Loan is the amount you need to borrow to be able to purchase the property. You can use a borrowing calculator find out how much you could borrow.

           loan = property-price – deposit

Loan to value ratio (LVR)

LVR is the amount you need to borrow compared to the lender-assessed property value and is expressed as a percentage. 

           LVR = (loan / property-price) * 100

For example, if you have a deposit of 30% of the lender-assessed property value, you may need a home loan for the remaining 70%. That means your LVR would be 70%.

Lenders consider home loan with an LVR of more than 80% risky and apply a higher interest rate or include a insurance(LMI) premium to cover themselves for the risk taken.
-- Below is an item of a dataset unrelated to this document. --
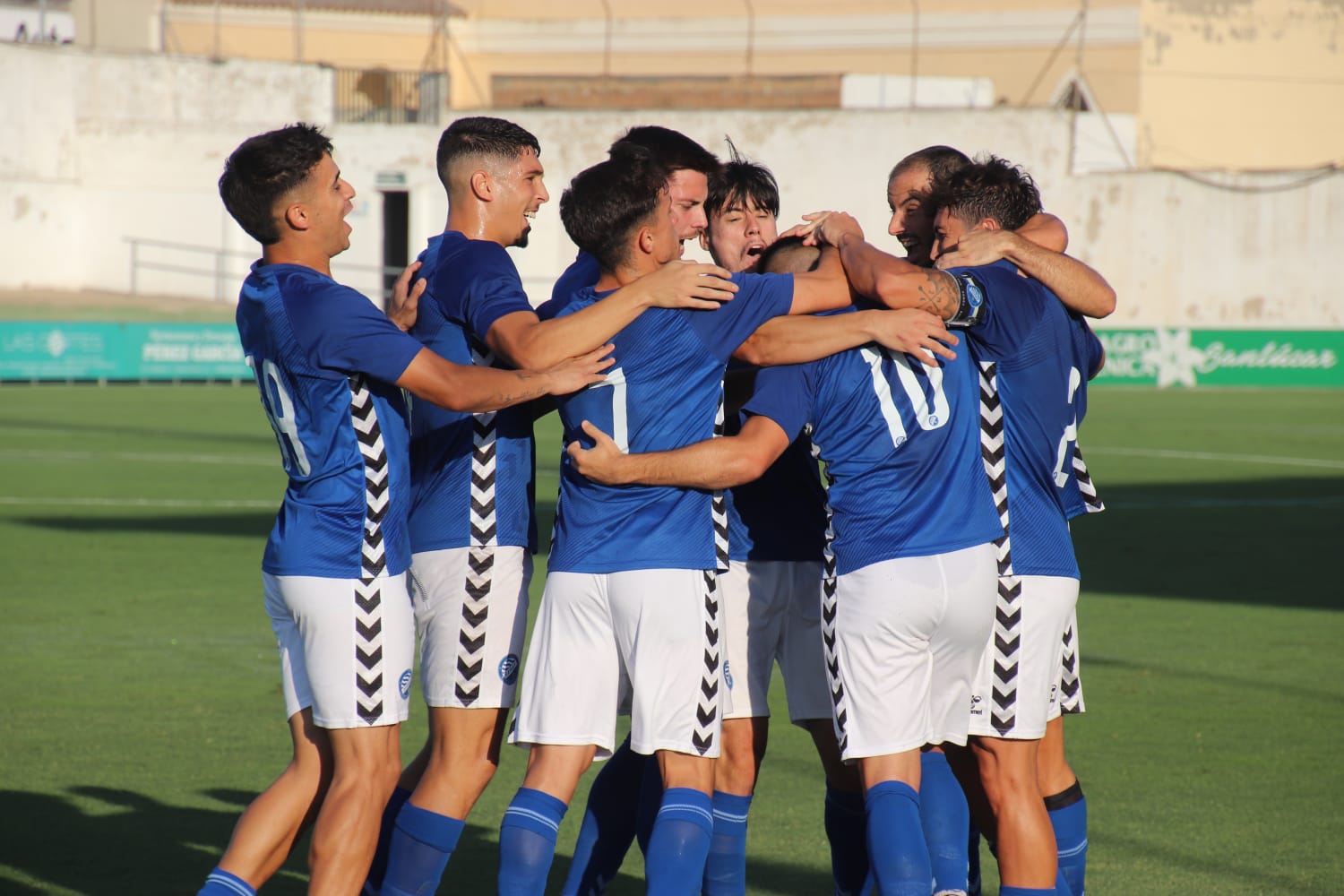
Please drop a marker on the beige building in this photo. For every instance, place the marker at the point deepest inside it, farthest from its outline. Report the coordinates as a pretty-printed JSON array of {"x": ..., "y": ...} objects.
[{"x": 1241, "y": 85}]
Although most lenders lend up to 95% of the assessed property value, higher LVR attracts higher interest rates and higher insurance premiums. It is worth getting your head around LVR properly, so make sure you read up on LVR to understand things in a bit more detail.

Lenders mortgage insurance (LMI)

Generally, LMI is a type of insurance you may need to pay for if your LVR is over 80%. Basically, it provides protection to your home loan lender in the event you default on your home loan. If the proceeds from the sale of your house aren’t enough to pay back the amount owing on your mortgage, LMI may cover the lender for that loss. There’s a bit more to LMI than that. Make sure you fully understand how it works and when you might need it by reading this article on LMI and how it works.

Note: some lenders might be able to package LMI into the home loan, be sure to check with your lender if this is a possibility.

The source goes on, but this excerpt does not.